Tutar diye düşünülen kar, tutmamıştı.
Mustafa Kemal Paşa’nın Ankara’ya geleceği haberi, kulaktan kulağa yayılmıştı…
Yurdun kurtuluşu için gönüllü kişilerce oluşturulmuş ulusal örgütler, Paşa’nın Ankara’ya geleceğini günler öncesinden Ankaralılar’a duyurmuşlardı…
O tarihlerde Ankara, Anadolu’nun ortasında çorak ve bakımsız bir kasaba gibiydi.
Kalesi ve tiftik keçisiyle ünlüydü…
Osmanlı Devleti’nde tiftik üretimi ve ticareti önemli olduğu için, çok eskilere göre 18. Yüzyıl’dan sonra gözle görülür bir canlanış olmuştu.
- Yüzyılın sonunda kente demiryolu da gelmişti…
Osmanlı ülkesinin hemen her yerinde olduğu gibi burada da etnik ve dinsel gruplar iç içe yaşıyorlardı. Çoğunluk Türkler’deydi.

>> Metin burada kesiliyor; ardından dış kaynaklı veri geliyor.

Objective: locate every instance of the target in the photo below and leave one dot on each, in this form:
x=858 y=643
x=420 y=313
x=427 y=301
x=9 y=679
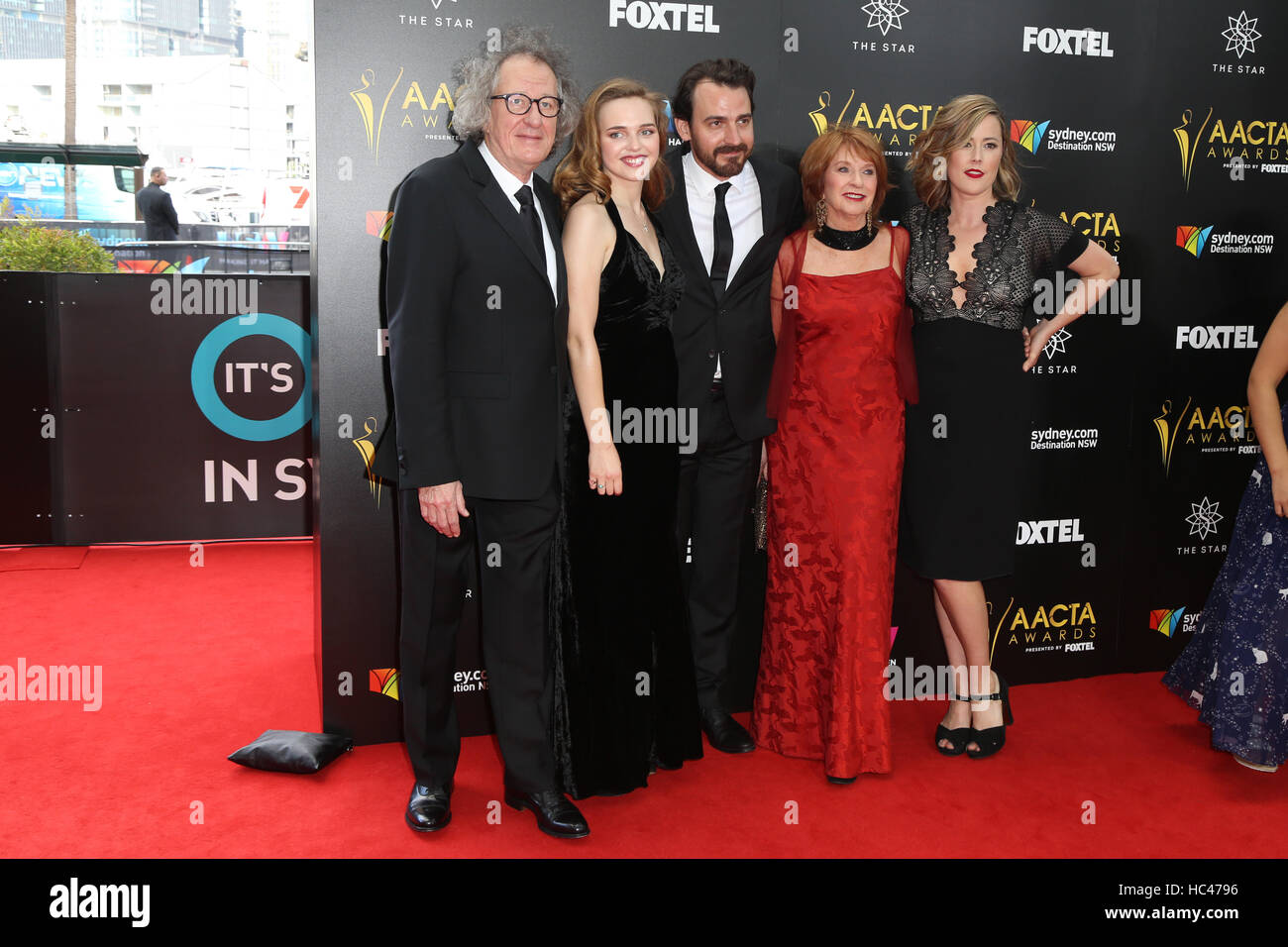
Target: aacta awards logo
x=417 y=111
x=1209 y=431
x=894 y=125
x=1061 y=626
x=368 y=450
x=1253 y=145
x=1100 y=226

Türkler’i Ortodoks Hıristiyanlar ve Museviler izliyordu. İmparatorluğun hemen her yanında olduğu gibi ticaret ağırlıklı olarak Türk olmayan kesimlerin elindeydi…
Başta kale çevresi ve etekleri olmak üzere; kiremit çatılı yoksul evler, Anadolu kırsalının üzerinde çubuk ovasına doğru uzanıyordu…
İşte şimdi bu yoksul kentin yurtsever insanları, gözlerini dikmiş; kar serpintileri arasında uzanıp giden yolun ufkundan her an Mustafa Kemal Paşa’nın gelmesini bekliyorlardı.
Çankaya bağlarının batısında, Kırşehir yolu boyunca öbek öbek insanlar toplanmışlardı.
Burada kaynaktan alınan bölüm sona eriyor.